A Personalizing a digital twin using data from one person to train and validate a passive digital twin, such as the one presented herein, and making the digital twin active. This personalization can be in the form of input parameters, such as age and height, parameters estimated and validated on time-series data, such as meal response glucose, and input parameters representing activities, such as energy intake or topiramate dosage. B Using the digital twin to predict and compare scenarios with different lifestyles and/or treatments. In this example, the digital twin is used to predict two scenarios. In scenario 1, the digital twin simulates an increase in energy intake for 40 years (from 40 to 80 years of age) and a resulting increase in BMI—from overweight to obese levels (BMI over 25 and 30 kg/m2, respectively)—and an increase in fasting plasma glucose—from prediabetic to diabetic levels (fasting glucose above 5.6 and 7 mmol/l, respectively). In Scenario 2, the digital twin simulates a decrease in energy intake with a weight-loss drug such as topiramate, resulting in a decrease to healthy levels of BMI and fasting plasma glucose. C Following the chosen lifestyle and getting continuous feedback by zooming in on 4 weeks of the predicted fasting plasma glucose (solid line) and comparing with data (blue squares) collected by the user. Zooming in even more and looking at meal response glucose before and after the 4 weeks, one can see that the glucose curve is higher before (left box) compared to after (right box), indicating an improvement in meal response glucose levels as well

New strengths and possibilities with our new modular and multi-scale model for insulin resistance

An important strength of this model is that it combines three well-determined and validated models into an interconnected multi-scale model. Having a multi-scale model is an important strength since the progression of diabetes in reality is multi-scale, as seen in the data (Fig. 3). Despite this importance, there existed no previously available multi-scale model that could describe such data.
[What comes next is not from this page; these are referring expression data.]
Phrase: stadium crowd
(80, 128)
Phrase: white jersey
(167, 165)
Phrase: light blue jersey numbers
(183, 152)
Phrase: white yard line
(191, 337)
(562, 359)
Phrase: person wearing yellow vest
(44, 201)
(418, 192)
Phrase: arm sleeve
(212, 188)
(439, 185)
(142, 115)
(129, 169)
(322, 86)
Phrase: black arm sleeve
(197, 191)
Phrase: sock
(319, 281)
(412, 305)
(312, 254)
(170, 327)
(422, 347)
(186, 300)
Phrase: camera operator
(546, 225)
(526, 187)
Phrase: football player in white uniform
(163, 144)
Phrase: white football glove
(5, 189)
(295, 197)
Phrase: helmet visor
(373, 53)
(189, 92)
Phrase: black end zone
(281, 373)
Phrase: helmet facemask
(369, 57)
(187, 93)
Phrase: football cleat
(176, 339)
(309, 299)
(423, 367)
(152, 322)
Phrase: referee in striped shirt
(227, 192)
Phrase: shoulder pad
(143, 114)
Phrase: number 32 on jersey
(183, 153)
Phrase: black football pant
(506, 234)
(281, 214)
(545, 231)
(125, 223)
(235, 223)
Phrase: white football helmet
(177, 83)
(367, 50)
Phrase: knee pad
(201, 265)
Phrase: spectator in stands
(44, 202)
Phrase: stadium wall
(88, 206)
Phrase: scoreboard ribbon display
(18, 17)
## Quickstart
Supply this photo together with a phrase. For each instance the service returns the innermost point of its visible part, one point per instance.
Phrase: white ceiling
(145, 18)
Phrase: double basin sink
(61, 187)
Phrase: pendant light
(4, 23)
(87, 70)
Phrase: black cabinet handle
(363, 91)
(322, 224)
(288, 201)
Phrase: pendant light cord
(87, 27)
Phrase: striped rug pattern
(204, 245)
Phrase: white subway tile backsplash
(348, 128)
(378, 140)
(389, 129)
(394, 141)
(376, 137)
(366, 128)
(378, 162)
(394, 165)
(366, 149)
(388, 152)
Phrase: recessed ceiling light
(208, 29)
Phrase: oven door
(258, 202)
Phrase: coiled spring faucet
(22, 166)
Nevertheless, there exists models that describe the different levels separately: the Hall model for whole-body weight describes changes over months and years [3]; the Dalla Man model for the meal response describes the interplay between plasma glucose and insulin [4]; and the BrĂ€nnmark model that describes intracellular insulin signaling data in adipocytes [6, 7]. However, these three models had previously not been connected into a single model, in part because the arguably most central connection between them—adiposity-driven insulin resistance —had not previously been modelled. Herein, we have for the first time connected these three well-established models and levels into a multi-scale model, by introducing a new model for the progression of insulin resistance. This is the first such human, multi-scale insulin resistance model. The connecting kit, the adiposity-driven insulin resistance model, has been adopted from a corresponding multi-scale model for mice [12], even though the three constituent models for the three levels and timescales, come from existing models that were specific to humans. Moreover, the cell level model has also been adjusted to allow a continuous development of insulin resistance, by allowing some of the model’s steady states to instead change over time. A final important aspect of this multi-scale model is that it is modular, meaning that the different subsystems and organs described in the model can be changed to other models with more or less details [29, 30].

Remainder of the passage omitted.